A Jnanpith Award winner Sobti’s was a voice in contemporary Hindi prose that was very hard to ignore. Her works deal closely with issues of female identity and sexuality. Some people believed she used too much profanity in her writings. Critics also called her out for being obsessed with sex, however, descriptions of sex in her works were always from the woman’s perspective. Some of her well-known short stories are Nafisa, Sikka Badal Gaya, Badalom Ke Ghere.
Noted poet and Malayali short story writer her popular collection, The Kept Woman And Other Stories was published in English posthumously. Her writings were considered controversial as she openly spoke about the societal restriction on women and challenged conventions.
Deshpande is well known for her presentation of a middle-class Indian woman who is constrained by society. She forayed into literary writing as a short story writer. The context of her stories are always Indian but she talks about universal issues like the predicament of human relationships negotiating gender stereotypes.
Novelist, short-story writer and children’s author Desai’s story the Games At Twilight is one tale almost everyone is familiar with. The theme of childhood, innocence and disappointment and the visual imagery of the twilight runs so beautifully in this story and keeps you hooked. Diamond Dust is another of her short story collection. She has been shortlisted for the Booker Prize thrice.
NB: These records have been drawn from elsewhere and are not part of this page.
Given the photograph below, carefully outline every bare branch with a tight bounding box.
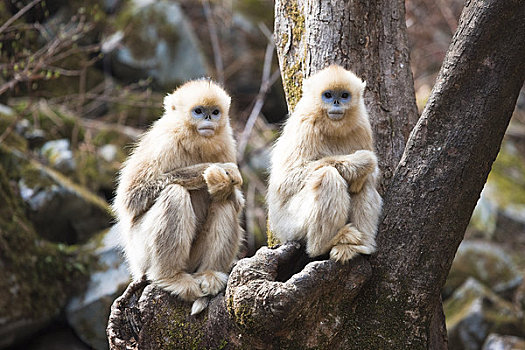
[237,24,279,161]
[0,0,42,34]
[203,0,224,85]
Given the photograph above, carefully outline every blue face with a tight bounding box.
[321,89,351,120]
[191,105,221,120]
[191,105,222,137]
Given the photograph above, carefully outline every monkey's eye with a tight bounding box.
[324,92,332,99]
[194,108,203,115]
[341,92,350,99]
[212,109,220,115]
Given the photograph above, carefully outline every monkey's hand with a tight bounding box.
[314,150,377,193]
[204,163,242,201]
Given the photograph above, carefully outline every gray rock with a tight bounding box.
[41,139,76,173]
[105,0,208,89]
[18,159,112,243]
[467,139,525,245]
[67,224,130,350]
[97,144,119,163]
[482,334,525,350]
[443,240,522,299]
[0,103,14,116]
[445,278,523,350]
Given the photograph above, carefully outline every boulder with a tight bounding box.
[0,154,93,348]
[41,139,76,173]
[0,142,112,244]
[17,158,113,244]
[445,278,524,350]
[443,241,522,299]
[105,0,208,89]
[468,139,525,247]
[482,334,525,350]
[67,225,130,350]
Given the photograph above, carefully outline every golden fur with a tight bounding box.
[114,79,244,314]
[267,65,382,262]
CS Lakshmi who wrote under the pseudonym Ambai has a distinct style of writing. Her short story Siragukal muriyum (Wings will be broken) got a lot of critical acclaims. She is a well known feminist author known to have an eye for detail. Her short story Squirrel set in a library is a must-read tale of how women’s writings were treated as secondary. Veetin mulaiyil oru samaiyalarai (lit. A kitchen in the corner of the house) is another of her short story collection.
Urmila Pawar is a Dalit and feminist writer and activist. Her works beautifully highlight the class, caste and gender issue. Pawar’s short stories Kavach and A Childhood Tale are widely read. Her autobiographical work Aaydaan (The Weave of My Life: A Dalit Woman’s Memoirs translated by Maya Pandit) is one of her most celebrated works.
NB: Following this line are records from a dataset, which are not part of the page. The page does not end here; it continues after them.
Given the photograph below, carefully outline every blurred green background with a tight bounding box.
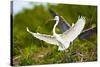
[12,2,97,66]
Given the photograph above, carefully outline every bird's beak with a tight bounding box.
[46,19,56,23]
[49,19,56,21]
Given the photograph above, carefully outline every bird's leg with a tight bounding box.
[63,49,68,62]
[67,42,73,53]
[64,42,73,62]
[60,47,69,63]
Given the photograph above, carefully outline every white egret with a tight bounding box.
[26,16,85,51]
[49,9,96,39]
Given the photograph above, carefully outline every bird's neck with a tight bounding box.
[53,20,59,36]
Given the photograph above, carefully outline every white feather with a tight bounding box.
[27,16,85,51]
[26,27,59,45]
[61,16,85,42]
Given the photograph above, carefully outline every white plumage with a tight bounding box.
[26,16,85,51]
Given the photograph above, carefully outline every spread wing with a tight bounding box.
[49,9,71,32]
[26,27,58,45]
[61,16,86,42]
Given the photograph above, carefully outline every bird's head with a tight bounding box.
[45,16,59,24]
[54,16,59,21]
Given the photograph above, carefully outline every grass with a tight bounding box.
[12,37,97,65]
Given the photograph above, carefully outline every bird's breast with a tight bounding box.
[56,36,71,50]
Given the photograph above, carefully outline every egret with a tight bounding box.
[26,16,85,51]
[49,9,97,39]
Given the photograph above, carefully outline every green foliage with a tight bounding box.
[12,3,97,66]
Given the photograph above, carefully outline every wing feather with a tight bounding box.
[61,16,86,42]
[26,27,58,45]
American author of Indian origin, Jhumpa Lahiri is best known for her short story collection The Interpreter of Maladies. It won her the Pulitzer Prize for Fiction and the Hemingway Foundation/PEN Award. She has another collection of short stories called the Unaccustomed Earth. Lahiri’s work explores the Indian immigrant experience in the US. A lot of her writing focuses on the struggles of raising a family in a culture which is starkly different from your own.
Chitra Banerjee Divakaruni
Indian American author Chitra Banerjee Divakaruni who is well known as a poet and novelist has also written some fine short stories. Her collection called the Arranged Marriage won the American Book Award. The 11 stories in this collection are all led by protagonists who are female. These women have immigrated to America from India and are negotiating between the two cultures.
Pariat’s debut collection Boats on Land won the 2013 Sahitya Akademi Young Writer Award for the English language. She was born in Jorhat, Assam and grew up in Shillong Meghalaya. Her stories talk about the Northeast, its folklore, Khasi life, traditions and the politics.
The 29-year-old girl from Ranchi Kritika Pandey recently won the 2020 Commonwealth Short Story Prize for her story The Great Indian Tee and Snakes. The story revolves around a Hindu-Muslim couple. A simple tale a Hindu woman who helps her father run a tea stall falling in love with a Muslim man who visits her stall highlights the nexus of India’s communal prejudice and intolerance.
This list is indicative only and non-exhaustive.